Opinião

Mensagem de ódio

Editorial do Estadão
O flagelo do preconceito racial provavelmente jamais será extinto, por ser parte da condição humana e ter raízes profundas na história da espécie. Mas pode ser reprimido por todos os meios compatíveis com os valores e o sistema jurídico das sociedades abertas. É uma empreitada permanente que, pela própria disseminação da hediondez a ser combatida, transcende as fronteiras dos países. Requer robustos acordos supranacionais que incentivem em toda parte a educação baseada na tolerância e no respeito às diferenças, a partir da premissa de que todos os seres humanos são essencialmente iguais. A cooperação multilateral é indispensável também para a denúncia das políticas de cunho racista, bem como para a aprovação de leis compartilhadas que tipifiquem e punam com severidade qualquer forma de discriminação entre as pessoas, onde quer que ocorra.

Eis por que merece absoluto repúdio a tentativa do presidente iraniano, Mahmoud Ahmadinejad, de transformar a Conferência das Nações Unidas contra o Racismo, iniciada segunda-feira em Genebra, em um foro de ataques virulentos a um Estado-membro da organização, Israel, e de divulgação de seu extremado antissemitismo. Na sua mensagem de ódio, Ahmadinejad não só tornou a ofender a consciência universal ao negar o maior, mais hediondo e mais documentado dos crimes cometidos contra um grupo humano no século 20 - o Holocausto de 6 milhões de pessoas perpetrado pela Alemanha de Hitler. Sob a palavra de ordem da "erradicação" do racismo que seria inerente ao "regime sionista", ele pregou novamente a destruição de Israel. Na sua versão doentia, o Holocausto foi uma invenção do Ocidente para justificar a implantação de "um governo totalmente racista na Palestina ocupada".

A Ahmadinejad pouco importam a luta contra o racismo e os direitos do povo palestino. Menos ainda ele gostaria de ver resolvido o conflito na região com a criação de uma Palestina viável e soberana e a normalização das relações entre Israel e os seus vizinhos, nos termos, por exemplo, do plano saudita aprovado pela Liga Árabe em 2002 e que tem a simpatia do governo Obama. A obsessão do líder civil da teocracia iraniana não leva em conta nem sequer o efeito adverso de suas tiradas hidrófobas para a reaproximação - que interessa ao Irã - com os Estados Unidos. Sem falar que ele serve à teoria da direita israelense de que toda crítica a Israel é uma forma de antissemitismo. Na realidade, os verdadeiros amigos do país estão entre os primeiros a condenar o seu militarismo e a deplorar a ascensão política de figuras como o novo chanceler Avigdor Lieberman com as suas ideias de supremacismo étnico.

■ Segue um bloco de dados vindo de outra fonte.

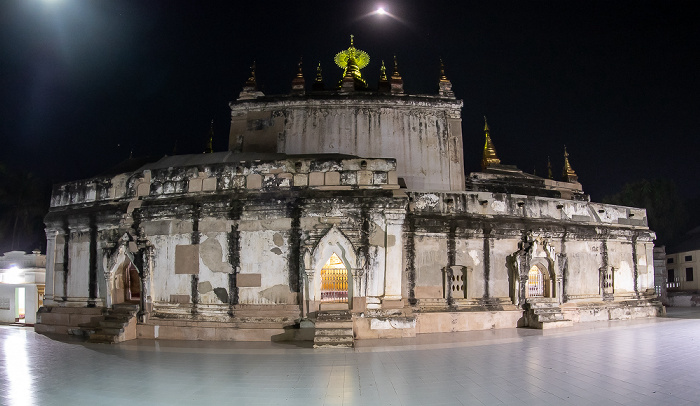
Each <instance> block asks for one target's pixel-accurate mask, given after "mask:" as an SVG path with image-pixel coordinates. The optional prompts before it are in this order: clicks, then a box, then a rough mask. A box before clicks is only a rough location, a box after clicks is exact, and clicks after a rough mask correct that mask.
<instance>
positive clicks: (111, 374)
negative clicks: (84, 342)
mask: <svg viewBox="0 0 700 406" xmlns="http://www.w3.org/2000/svg"><path fill="white" fill-rule="evenodd" d="M669 315H670V316H671V317H669V318H659V319H645V320H634V321H615V322H600V323H586V324H578V325H576V326H574V327H570V328H564V329H558V330H556V331H541V330H529V329H512V330H495V331H478V332H469V333H454V334H442V335H422V336H419V337H418V338H415V339H402V340H381V341H379V340H377V341H375V340H372V341H360V342H358V343H357V348H355V349H354V350H313V349H311V348H304V347H298V346H295V345H293V344H280V343H230V342H226V343H212V342H185V341H177V342H175V341H138V342H128V343H123V344H119V345H112V346H110V345H100V344H85V343H81V342H75V341H58V340H52V339H49V338H47V337H45V336H42V335H38V334H35V333H34V332H33V331H32V330H31V329H29V328H21V327H9V326H0V346H1V347H2V348H1V349H0V404H2V405H8V406H9V405H90V406H94V405H201V406H204V405H279V404H299V405H378V404H382V405H462V404H463V405H501V404H506V405H560V404H567V405H592V404H595V405H698V404H700V385H698V382H699V380H698V379H699V377H700V310H696V309H669Z"/></svg>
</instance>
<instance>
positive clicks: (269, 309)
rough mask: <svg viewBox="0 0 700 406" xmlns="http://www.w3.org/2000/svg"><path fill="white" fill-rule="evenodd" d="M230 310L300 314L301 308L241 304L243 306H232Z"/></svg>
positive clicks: (238, 310) (233, 305)
mask: <svg viewBox="0 0 700 406" xmlns="http://www.w3.org/2000/svg"><path fill="white" fill-rule="evenodd" d="M231 310H233V311H234V312H236V311H246V310H250V311H259V310H262V311H266V310H269V311H274V312H277V313H279V312H301V308H300V307H299V305H249V304H243V305H233V306H231Z"/></svg>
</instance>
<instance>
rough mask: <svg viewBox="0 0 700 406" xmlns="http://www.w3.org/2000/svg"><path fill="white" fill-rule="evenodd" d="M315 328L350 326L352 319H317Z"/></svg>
mask: <svg viewBox="0 0 700 406" xmlns="http://www.w3.org/2000/svg"><path fill="white" fill-rule="evenodd" d="M316 328H317V329H319V328H352V320H340V321H324V320H318V319H317V320H316Z"/></svg>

A apropriação do tema do racismo para estigmatizar Israel cria um dilema para os governos empenhados em unir o mundo no combate a essa chaga. Pois uma coisa são os seus representantes se retirarem do recinto em repúdio às torpezas de Ahmadinejad - infelizmente o delegado brasileiro, o ministro da Igualdade Racial, Edson Santos, achou que dava no mesmo ficar, mas não aplaudir o orador -, outra coisa é boicotar o evento. Se o protesto é procedente, a recusa à participação tem prós e contras. O boicote adotado pelos Estados Unidos, Israel e outros sete países se justificaria porque a conferência reafirmou, de partida, a declaração final do evento anterior, em Durban, África do Sul, em 2001, que foi pouco mais do que um jamboree anti-israelense. Mas as ausências dificultam a conquista do objetivo maior de promover ações globais contra o racismo. "É mais fácil criticar de longe, mas isso não adianta", lamentou o secretário-geral da ONU, Ban Ki-moon.